Those gun "regulators" are not really regulating pressure they just a choke valve. You need a proper filter-regulator on the wall.

Your stop-start issue may be due to blocked hole in cup lid. Paint splashes in the hole now and again.


----------



## Franzpan (Mar 2, 2009)

Thanks for the advice guys :thumb:

Its round two tonight! Got the wheels sanded back smooth again last night so I'm ready to try again. Got a decent filter to attach at the wall and I'll dial the regulator on the compressor down to just above the pressure I want. I'm also going to thin the paint this time as I didn't do that previously.


----------



## Franzpan (Mar 2, 2009)

This will hopefully do the trick


----------



## Guest (Apr 16, 2015)

Folk have come up with many different designs to remove water from the airline...loads on the internet.I used some copper tube with "drops" before the filter/regulator and its worked well.


----------



## Franzpan (Mar 2, 2009)

That looks good. Once I get my compressor properly plumbed in around the workshop I'll do something like that.

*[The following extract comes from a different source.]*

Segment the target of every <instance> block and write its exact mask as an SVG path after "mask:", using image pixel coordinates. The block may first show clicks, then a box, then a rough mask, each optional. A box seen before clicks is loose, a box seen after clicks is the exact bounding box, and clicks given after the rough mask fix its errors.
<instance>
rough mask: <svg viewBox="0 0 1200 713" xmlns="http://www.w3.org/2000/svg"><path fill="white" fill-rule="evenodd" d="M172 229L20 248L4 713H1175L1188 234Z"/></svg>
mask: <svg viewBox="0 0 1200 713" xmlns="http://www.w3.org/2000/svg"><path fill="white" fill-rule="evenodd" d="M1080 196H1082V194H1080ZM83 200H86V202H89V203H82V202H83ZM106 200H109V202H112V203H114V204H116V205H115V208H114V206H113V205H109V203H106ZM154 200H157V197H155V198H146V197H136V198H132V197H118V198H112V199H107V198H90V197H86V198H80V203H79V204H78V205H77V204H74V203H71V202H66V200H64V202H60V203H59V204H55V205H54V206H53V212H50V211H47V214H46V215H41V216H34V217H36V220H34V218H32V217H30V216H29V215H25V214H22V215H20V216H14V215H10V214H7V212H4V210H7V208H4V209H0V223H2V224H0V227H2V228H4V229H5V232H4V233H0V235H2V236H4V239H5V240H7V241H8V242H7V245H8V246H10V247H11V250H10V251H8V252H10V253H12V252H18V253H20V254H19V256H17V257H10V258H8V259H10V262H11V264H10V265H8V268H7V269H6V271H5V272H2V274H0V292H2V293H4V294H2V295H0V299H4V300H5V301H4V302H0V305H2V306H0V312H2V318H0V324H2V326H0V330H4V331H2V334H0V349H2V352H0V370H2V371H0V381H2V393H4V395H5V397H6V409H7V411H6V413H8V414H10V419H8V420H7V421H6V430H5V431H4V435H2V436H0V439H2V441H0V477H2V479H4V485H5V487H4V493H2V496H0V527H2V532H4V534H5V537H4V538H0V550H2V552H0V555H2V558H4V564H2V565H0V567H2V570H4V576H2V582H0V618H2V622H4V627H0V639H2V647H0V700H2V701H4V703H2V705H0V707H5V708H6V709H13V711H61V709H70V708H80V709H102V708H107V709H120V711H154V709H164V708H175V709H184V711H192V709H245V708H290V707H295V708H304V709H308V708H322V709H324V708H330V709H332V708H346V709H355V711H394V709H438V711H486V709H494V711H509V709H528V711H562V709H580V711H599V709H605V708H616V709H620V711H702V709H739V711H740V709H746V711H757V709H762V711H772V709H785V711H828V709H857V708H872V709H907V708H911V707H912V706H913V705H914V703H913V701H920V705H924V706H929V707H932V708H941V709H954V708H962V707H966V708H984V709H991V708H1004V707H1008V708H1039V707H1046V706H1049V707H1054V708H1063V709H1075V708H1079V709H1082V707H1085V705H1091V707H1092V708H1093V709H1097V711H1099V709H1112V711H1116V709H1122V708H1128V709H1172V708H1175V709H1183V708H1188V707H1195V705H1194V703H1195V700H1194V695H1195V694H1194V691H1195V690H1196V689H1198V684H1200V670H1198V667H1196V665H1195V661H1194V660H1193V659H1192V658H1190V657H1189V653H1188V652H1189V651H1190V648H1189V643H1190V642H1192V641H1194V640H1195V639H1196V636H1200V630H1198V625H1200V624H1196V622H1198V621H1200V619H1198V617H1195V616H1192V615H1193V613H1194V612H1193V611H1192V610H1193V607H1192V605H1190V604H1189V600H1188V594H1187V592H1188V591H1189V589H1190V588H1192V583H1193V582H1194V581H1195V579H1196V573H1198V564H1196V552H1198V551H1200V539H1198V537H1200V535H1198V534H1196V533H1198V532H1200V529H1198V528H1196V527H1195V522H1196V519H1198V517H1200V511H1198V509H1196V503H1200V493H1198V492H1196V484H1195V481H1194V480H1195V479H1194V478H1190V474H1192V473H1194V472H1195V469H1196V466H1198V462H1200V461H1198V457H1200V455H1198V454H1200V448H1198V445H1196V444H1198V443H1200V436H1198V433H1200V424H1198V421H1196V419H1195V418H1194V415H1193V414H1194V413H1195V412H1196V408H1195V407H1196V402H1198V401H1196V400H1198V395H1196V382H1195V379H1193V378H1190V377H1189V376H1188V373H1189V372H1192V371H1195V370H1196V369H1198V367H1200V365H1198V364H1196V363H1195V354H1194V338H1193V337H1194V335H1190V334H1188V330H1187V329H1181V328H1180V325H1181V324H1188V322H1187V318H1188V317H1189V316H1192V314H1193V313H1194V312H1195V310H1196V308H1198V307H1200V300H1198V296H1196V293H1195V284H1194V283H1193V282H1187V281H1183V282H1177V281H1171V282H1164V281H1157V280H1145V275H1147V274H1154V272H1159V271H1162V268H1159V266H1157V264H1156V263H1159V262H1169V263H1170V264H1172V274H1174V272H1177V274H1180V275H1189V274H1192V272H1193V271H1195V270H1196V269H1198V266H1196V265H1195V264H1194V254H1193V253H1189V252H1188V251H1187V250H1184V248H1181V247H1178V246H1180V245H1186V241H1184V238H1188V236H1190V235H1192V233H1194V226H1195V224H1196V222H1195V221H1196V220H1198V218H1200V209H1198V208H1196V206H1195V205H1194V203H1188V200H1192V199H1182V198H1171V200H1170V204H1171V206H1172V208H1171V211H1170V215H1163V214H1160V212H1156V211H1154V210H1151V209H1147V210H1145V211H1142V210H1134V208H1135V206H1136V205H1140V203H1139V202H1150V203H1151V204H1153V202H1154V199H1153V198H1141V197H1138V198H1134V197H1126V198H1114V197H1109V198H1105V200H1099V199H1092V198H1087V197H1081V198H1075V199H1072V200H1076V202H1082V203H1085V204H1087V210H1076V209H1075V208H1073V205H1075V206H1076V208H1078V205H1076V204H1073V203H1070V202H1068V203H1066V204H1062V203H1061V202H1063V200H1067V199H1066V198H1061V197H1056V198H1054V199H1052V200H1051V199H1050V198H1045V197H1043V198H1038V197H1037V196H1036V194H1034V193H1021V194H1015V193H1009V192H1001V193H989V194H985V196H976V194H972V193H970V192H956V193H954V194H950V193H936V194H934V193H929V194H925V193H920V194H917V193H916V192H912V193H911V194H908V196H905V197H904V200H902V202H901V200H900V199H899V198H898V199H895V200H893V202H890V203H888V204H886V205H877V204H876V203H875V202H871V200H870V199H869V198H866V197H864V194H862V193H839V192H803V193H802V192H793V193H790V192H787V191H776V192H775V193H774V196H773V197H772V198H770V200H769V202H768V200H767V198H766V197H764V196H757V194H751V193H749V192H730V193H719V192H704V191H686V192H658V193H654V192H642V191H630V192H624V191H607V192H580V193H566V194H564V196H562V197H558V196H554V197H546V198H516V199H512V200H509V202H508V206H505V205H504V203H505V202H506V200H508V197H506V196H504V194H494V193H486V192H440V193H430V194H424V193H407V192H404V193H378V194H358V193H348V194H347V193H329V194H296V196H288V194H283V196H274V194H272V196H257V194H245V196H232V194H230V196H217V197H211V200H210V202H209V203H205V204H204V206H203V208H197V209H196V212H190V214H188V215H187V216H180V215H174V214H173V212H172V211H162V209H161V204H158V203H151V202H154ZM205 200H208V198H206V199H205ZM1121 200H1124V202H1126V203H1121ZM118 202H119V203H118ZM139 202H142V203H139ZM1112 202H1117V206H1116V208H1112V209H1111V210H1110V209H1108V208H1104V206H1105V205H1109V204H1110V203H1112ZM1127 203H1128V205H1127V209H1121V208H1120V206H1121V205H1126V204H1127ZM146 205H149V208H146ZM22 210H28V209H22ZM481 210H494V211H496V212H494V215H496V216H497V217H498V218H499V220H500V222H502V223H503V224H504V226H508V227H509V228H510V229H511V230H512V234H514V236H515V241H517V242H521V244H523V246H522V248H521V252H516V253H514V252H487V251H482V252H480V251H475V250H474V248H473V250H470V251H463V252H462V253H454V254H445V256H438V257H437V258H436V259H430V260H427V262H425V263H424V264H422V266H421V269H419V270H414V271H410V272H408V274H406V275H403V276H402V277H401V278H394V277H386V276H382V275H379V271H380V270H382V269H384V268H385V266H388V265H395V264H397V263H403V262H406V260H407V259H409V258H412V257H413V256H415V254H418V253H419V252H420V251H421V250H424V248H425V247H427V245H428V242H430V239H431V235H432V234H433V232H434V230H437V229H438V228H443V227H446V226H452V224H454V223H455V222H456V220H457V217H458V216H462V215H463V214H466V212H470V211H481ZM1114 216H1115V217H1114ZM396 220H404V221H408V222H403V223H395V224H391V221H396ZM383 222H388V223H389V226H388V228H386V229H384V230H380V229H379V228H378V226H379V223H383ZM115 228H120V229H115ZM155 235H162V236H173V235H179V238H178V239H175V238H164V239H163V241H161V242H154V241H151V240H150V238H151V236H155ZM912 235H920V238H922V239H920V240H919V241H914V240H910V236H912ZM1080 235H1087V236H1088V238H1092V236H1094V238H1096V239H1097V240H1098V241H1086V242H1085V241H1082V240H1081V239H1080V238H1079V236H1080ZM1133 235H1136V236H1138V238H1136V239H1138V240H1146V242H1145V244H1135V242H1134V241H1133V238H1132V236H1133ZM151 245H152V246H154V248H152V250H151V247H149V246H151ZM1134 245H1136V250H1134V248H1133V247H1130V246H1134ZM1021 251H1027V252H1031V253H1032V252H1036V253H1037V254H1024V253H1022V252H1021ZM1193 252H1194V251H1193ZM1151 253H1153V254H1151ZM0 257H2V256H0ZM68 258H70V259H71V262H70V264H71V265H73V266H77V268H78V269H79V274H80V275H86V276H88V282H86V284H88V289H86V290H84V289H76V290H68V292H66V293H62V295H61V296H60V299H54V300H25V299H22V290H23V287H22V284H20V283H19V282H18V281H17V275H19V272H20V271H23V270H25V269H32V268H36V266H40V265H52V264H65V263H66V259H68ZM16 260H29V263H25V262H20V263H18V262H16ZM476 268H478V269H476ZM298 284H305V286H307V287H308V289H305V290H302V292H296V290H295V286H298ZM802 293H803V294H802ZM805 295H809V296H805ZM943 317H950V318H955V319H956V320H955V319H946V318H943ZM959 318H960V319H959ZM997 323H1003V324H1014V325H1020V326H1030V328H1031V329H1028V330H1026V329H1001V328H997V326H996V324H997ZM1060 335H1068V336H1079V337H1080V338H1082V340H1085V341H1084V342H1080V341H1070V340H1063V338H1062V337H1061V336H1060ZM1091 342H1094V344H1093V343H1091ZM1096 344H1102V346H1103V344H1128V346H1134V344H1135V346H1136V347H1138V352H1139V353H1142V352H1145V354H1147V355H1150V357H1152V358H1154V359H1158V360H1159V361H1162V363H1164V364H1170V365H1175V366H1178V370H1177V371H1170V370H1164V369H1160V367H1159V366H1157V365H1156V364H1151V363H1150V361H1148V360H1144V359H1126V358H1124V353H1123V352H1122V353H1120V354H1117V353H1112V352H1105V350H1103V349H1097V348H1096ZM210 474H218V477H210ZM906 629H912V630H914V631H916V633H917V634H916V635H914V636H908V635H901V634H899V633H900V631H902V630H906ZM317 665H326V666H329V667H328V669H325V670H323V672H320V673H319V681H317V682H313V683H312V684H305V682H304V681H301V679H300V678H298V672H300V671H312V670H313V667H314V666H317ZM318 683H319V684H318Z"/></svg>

Had another go tonight. Thinned the paint to 20% and it laid down real nice with minimal orange peel. However I'm still getting moisture spots in the paint. The new filter doesn't seem to be working. The inside of the glass wasn't even damp after use whereas the little filter at the gun was full of little beads of water.

The big filter was about 5 metres from the compressor and then another 10m of hose to the gun. I take it these air filters are pretty much plug and play? I didn't get any instructions with it lol.


----------



## Franzpan (Mar 2, 2009)

Finally getting good results on the wheels :thumb:

Got the air issues sorted, it will be a while before I can get my air line plumbed in so atm I have 10m of hose coming out of the compressor and coiled up in a bucket which I fill with cold water each time before painting. The hose is clear and you can see all the little water droplets condensing before the filter and then after the filter the hose is completely dry. I'm no longer getting the little moisture bubbles in the paint.

I had a few issues with silicone contaminants but I just upped the panel wipe regime which cleared this up.

I'm thinning the paint to 20% which lets it lay down nice and flat, I'm only getting the odd bit of orange peel where I haven't applied enough paint. Its a fine balance between applying enough and getting runs though 

Will get a few pics when I'm home from work.


----------